Hi all,
I am having some trouble with some very simple level 1 BLAS routines
optimized for Pentium II:
http://www.cs.utk.edu/~ghenry/distrib/archive.htm#blas
See for example the attached code, which crashes under Linux RedHat 6.2
with lf95 on a single CPU Pentium II.
I tried other routines, like SCOPY and XASAM, and they seemed to work.
Others, like ISAMAX did not.
I have used the level 2 and 3 routines before with no problems, so I am
assuming the level 1 must work. Am I doing something wrong? Can somebody
please try the code with your BLAS libraries.
I need S(D)AXPY and S(D)DOT for my conjugate-gradient routines, and they
are really significantly faster when optimized in assembler.

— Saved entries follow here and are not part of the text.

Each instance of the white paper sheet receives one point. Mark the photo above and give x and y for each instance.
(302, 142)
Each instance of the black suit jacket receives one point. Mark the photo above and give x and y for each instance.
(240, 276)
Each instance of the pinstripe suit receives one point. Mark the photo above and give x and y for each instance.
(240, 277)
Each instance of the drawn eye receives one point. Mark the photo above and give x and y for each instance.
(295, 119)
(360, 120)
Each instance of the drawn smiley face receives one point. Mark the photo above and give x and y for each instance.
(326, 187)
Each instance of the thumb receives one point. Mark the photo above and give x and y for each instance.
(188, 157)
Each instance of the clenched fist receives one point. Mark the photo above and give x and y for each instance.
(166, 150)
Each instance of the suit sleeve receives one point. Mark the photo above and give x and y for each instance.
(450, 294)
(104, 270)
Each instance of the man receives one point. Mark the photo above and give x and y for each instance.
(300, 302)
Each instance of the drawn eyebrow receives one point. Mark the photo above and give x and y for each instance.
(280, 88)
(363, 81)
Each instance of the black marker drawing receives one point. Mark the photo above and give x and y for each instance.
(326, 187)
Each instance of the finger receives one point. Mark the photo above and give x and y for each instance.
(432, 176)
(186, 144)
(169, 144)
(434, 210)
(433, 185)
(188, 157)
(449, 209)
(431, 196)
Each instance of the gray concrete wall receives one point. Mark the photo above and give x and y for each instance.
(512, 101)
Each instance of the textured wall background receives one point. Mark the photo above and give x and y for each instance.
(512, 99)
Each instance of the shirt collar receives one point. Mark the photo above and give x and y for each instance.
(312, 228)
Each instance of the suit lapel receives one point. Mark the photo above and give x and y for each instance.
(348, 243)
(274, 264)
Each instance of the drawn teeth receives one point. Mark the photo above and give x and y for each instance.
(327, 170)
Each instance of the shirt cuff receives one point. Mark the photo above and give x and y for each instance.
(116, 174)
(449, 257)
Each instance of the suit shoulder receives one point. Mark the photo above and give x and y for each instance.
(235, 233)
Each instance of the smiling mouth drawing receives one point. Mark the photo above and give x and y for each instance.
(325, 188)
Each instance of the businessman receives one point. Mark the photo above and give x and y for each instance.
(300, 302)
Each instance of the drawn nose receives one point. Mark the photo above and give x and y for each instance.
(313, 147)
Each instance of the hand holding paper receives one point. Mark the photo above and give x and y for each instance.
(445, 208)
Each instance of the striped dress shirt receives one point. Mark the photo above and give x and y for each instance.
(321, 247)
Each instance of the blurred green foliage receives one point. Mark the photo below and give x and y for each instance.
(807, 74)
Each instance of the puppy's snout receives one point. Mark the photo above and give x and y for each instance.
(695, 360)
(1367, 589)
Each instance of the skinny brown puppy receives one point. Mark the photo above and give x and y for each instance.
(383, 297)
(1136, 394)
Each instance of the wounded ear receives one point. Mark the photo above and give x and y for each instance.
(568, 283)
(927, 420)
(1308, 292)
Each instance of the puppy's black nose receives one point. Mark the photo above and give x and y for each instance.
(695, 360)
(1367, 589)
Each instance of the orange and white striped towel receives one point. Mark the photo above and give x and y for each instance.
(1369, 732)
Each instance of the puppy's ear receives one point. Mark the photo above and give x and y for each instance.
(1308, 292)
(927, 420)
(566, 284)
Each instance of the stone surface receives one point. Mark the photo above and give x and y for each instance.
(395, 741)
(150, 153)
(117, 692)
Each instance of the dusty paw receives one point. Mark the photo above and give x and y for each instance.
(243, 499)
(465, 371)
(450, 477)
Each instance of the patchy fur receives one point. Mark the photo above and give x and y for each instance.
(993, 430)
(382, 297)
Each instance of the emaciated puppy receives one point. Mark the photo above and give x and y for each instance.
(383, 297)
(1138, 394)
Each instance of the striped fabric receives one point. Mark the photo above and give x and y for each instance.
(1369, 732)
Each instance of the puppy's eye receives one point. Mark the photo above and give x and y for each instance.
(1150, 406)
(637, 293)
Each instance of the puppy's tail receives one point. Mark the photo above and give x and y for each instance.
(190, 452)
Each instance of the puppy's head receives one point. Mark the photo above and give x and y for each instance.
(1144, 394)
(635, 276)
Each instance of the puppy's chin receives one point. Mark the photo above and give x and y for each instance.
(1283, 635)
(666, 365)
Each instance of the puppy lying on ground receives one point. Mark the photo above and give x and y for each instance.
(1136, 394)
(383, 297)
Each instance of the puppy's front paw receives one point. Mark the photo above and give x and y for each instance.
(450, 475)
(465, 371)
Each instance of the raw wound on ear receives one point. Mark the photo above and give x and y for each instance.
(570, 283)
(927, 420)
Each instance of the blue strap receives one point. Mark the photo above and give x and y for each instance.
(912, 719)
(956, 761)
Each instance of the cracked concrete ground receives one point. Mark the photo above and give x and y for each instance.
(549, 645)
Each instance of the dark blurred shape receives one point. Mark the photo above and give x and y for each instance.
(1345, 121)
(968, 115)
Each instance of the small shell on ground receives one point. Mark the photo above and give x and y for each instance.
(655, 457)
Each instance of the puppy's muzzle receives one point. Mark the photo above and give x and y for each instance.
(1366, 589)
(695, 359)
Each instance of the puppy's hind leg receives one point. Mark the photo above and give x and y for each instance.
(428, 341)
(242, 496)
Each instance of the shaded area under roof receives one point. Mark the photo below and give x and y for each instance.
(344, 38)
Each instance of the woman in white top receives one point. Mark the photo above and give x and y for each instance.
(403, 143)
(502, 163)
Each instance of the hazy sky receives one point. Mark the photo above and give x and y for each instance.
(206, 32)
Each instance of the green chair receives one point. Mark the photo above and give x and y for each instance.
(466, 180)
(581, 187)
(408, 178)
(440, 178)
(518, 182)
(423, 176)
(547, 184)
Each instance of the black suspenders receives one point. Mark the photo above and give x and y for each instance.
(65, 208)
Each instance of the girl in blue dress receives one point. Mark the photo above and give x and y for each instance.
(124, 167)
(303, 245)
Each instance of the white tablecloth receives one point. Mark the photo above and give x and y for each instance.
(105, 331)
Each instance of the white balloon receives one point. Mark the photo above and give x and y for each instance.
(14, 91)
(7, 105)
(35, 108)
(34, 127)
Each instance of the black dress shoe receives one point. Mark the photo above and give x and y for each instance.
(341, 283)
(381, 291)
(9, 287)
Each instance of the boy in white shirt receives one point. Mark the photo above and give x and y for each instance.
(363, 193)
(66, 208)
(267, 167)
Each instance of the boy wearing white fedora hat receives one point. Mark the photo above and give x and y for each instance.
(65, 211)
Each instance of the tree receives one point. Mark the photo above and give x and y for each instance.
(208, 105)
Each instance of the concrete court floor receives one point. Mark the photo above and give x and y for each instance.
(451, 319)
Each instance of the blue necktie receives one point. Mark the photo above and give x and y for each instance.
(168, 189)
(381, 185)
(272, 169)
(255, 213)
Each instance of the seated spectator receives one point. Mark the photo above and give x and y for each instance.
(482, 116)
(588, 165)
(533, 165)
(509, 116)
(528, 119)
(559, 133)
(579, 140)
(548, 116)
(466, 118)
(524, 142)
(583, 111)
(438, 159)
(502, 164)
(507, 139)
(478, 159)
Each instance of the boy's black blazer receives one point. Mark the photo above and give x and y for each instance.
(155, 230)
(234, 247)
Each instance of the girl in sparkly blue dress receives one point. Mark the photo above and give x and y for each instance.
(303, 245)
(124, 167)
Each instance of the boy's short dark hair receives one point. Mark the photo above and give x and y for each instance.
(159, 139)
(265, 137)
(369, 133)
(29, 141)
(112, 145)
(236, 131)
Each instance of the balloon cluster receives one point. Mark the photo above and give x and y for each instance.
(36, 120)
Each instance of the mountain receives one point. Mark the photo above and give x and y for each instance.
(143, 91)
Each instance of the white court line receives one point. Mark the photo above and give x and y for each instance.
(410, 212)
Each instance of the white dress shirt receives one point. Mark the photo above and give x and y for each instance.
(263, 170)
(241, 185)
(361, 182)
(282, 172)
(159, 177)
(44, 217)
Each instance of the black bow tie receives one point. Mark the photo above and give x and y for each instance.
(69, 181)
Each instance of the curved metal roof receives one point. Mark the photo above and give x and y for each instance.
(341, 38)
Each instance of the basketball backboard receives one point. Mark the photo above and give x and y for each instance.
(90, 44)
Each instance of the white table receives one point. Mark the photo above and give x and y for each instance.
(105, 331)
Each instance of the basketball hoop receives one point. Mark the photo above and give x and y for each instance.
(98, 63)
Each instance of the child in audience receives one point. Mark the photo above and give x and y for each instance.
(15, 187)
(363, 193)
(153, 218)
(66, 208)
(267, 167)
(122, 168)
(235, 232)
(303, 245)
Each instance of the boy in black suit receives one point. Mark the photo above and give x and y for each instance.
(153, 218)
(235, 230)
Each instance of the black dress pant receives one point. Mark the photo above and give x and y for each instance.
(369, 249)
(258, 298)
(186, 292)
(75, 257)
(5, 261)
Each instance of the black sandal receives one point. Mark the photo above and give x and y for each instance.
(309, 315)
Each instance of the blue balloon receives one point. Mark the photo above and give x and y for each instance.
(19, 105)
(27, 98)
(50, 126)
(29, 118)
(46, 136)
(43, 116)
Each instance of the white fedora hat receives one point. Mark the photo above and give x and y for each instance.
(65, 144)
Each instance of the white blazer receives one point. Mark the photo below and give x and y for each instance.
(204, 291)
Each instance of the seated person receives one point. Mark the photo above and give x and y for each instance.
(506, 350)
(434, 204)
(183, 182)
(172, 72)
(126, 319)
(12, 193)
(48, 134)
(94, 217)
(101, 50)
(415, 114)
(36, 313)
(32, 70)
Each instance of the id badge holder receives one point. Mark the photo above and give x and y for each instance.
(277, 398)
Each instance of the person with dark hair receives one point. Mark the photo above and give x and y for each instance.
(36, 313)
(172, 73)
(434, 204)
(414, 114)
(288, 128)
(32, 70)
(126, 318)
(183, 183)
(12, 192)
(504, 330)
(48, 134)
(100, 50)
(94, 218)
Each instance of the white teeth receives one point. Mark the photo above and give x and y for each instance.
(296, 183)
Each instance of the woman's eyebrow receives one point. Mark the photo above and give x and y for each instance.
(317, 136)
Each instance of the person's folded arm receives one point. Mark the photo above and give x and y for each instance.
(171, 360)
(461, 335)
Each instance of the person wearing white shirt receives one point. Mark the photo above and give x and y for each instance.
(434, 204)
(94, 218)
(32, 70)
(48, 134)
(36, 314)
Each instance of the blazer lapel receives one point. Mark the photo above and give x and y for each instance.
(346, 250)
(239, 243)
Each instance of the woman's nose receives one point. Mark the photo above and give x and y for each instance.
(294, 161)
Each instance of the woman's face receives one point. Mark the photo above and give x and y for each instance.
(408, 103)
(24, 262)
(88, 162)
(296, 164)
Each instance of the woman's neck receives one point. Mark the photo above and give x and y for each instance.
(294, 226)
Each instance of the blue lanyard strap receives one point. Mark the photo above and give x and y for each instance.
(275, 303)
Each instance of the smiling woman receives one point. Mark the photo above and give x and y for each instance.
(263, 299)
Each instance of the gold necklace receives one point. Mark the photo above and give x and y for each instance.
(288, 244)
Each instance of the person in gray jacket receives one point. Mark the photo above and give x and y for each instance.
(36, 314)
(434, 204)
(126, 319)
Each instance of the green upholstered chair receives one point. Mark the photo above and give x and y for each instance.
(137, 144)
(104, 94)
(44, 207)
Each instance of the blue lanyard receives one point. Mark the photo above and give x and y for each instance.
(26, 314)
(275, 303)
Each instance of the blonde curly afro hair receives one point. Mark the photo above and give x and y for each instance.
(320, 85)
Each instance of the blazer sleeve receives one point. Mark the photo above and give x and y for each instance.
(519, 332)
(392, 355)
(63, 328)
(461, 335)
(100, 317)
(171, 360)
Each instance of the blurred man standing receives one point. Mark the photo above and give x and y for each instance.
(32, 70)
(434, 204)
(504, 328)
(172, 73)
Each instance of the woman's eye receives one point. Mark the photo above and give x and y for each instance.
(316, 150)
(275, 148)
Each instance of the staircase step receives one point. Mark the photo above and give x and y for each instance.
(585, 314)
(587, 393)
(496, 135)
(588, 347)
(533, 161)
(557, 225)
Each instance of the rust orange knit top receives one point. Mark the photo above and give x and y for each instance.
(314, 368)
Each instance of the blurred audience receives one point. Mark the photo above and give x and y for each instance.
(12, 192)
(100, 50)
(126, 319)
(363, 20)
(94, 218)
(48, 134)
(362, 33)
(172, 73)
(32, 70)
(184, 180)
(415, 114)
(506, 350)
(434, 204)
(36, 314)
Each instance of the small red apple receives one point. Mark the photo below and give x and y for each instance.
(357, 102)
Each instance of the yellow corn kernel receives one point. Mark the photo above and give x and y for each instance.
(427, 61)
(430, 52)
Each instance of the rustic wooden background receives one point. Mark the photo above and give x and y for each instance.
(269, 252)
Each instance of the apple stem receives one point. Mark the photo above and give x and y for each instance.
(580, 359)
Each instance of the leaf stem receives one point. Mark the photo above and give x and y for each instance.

I am aware of only one other Pentium BLAS 1,
http://cip.physik.uni-wuerzburg.de/~mlkessle/blas1.html, which is an old
page and it says AXPY is not optimized yet.
Thanks a lot,
Aleksandar
--
_____________________________________________
Aleksandar Donev
Physics Department
Michigan State University
East Lansing, MI 48824-1116
E-mail: [log in to unmask]
Work phone: (517) 432-6770
_____________________________________________
program test
implicit none
external :: SDOT, SCOPY, SNRM2, SASUM, ISAMAX, SAXPY
real :: SASUM, SDOT, SNRM2, dots
real, allocatable, dimension(:) :: vec1,vec2
integer :: N,indx,ISAMAX
write(*,*) "N?="
read(*,*) N
allocate(vec1(N),vec2(N))
call random_number(vec1)
call random_number(vec2)
write(*,*) vec1, vec2
dots=SDOT(N,vec1,1,vec2,1)
call SAXPY(N,1.0,vec1,1,vec2,1)
write(*,*) vec1, vec2 , dots
end program test
!
|